Esme Murphy, Reporting
With the holiday shopping season fast approaching, U.S. Sens. Dick Durbin and Amy Klobuchar were stepping up pressure Monday on the U.S. Consumer Product Safety Commission to make sure toys on store shelves are safe.
They're proposing legislation that would streamline the recall process and help parents understand which toys have been recalled.
Lawmakers want the agency to check children's products made in China for lead contamination. If lead is found, Durbin wants the agency to detain the products and inspect other shipments from the manufacturer.
"We need to restore the confidence of American parents in the toys that are in this country, and that means making sure these unsafe toys never get on our shores and aren't in our stores," said Klobuchar, a Democrat.
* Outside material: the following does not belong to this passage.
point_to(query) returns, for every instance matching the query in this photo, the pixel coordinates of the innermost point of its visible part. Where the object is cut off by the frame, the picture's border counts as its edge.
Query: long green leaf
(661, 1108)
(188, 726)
Millions of Chinese-made toys recently have been recalled because of lead-paint contamination or because they contained small magnets harmful to children who ingest them.
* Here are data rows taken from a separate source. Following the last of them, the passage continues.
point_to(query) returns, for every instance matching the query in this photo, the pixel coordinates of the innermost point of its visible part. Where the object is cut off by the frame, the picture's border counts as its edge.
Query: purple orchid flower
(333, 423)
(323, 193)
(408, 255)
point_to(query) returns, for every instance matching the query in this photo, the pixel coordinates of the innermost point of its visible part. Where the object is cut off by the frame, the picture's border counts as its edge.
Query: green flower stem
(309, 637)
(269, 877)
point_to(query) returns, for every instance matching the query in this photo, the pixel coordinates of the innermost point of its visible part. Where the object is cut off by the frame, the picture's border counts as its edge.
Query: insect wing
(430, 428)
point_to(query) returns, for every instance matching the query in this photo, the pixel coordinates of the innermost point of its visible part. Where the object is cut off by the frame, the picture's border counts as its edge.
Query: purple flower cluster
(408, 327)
Recent recalls have included some of the nations most popular toys starting with Thomas the Tank Engine, some Barbie products, Polly Pockets and Dora the Explorer toys. The recalls have hit just about every toy buying household in the nation.
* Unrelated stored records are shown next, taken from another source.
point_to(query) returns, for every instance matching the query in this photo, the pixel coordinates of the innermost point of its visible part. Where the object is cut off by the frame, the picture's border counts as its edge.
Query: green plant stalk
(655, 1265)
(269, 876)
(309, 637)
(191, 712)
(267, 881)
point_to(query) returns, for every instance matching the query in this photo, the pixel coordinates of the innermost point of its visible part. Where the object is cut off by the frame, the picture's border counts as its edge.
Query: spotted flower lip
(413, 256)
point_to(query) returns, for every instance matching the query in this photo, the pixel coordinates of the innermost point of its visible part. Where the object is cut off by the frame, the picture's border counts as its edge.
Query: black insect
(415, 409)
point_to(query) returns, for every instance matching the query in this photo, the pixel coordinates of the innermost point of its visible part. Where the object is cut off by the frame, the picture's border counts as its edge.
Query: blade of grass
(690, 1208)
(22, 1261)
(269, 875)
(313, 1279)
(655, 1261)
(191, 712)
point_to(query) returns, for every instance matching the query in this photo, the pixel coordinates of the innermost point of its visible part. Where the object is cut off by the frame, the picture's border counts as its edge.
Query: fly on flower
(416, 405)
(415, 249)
China has sought to defend its exports and show its working to address safety issues.
"You use the Web as much as you can to find out which toys have been recalled to find out which toys have been recalled but you are never sure every toy in your house is not on recall right now," said one Minneapolis parent, who sent back her three year olds Thomas the Tank Engine toy.
Adding to parents confusion is that some of these recalled toys is that some of them were actually manufactured a number of years ago.
Klobuchar's legislation would improve labeling to make it easier for parents to figure out if toys had been recalled.
"The idea is not only to put it on the packaging what parent keeps the packaging but put it on the bottom of the toy with the batch number and the date so that when there is a recall you can quickly check the child's toy to see if it is one of the toys that has been recalled," said Klobuchar.
She said she has bi-partisan support for her proposal and is also getting backing from major toy retailers like Target and Wal-Mart.
Durbin said the product-safety commission has questioned whether it has the legislative authority to conduct the analysis that he and others want.
Commission spokeswoman Julie Vallese said there is no pre-market government testing of products, and her agency deals with problem products through recalls.
She said she would not respond to Durbin's request through the media but the agency would respond to him quickly and thoroughly.
Others in Congress also are focusing on the toy-safety issue, including fellow Illinois Sen. Barack Obama, a Democratic presidential candidate. Obama has introduced a bill that would require the commission to classify children's products with lead as banned hazardous substances.
Lead poisoning can cause learning and behavioral problems in children.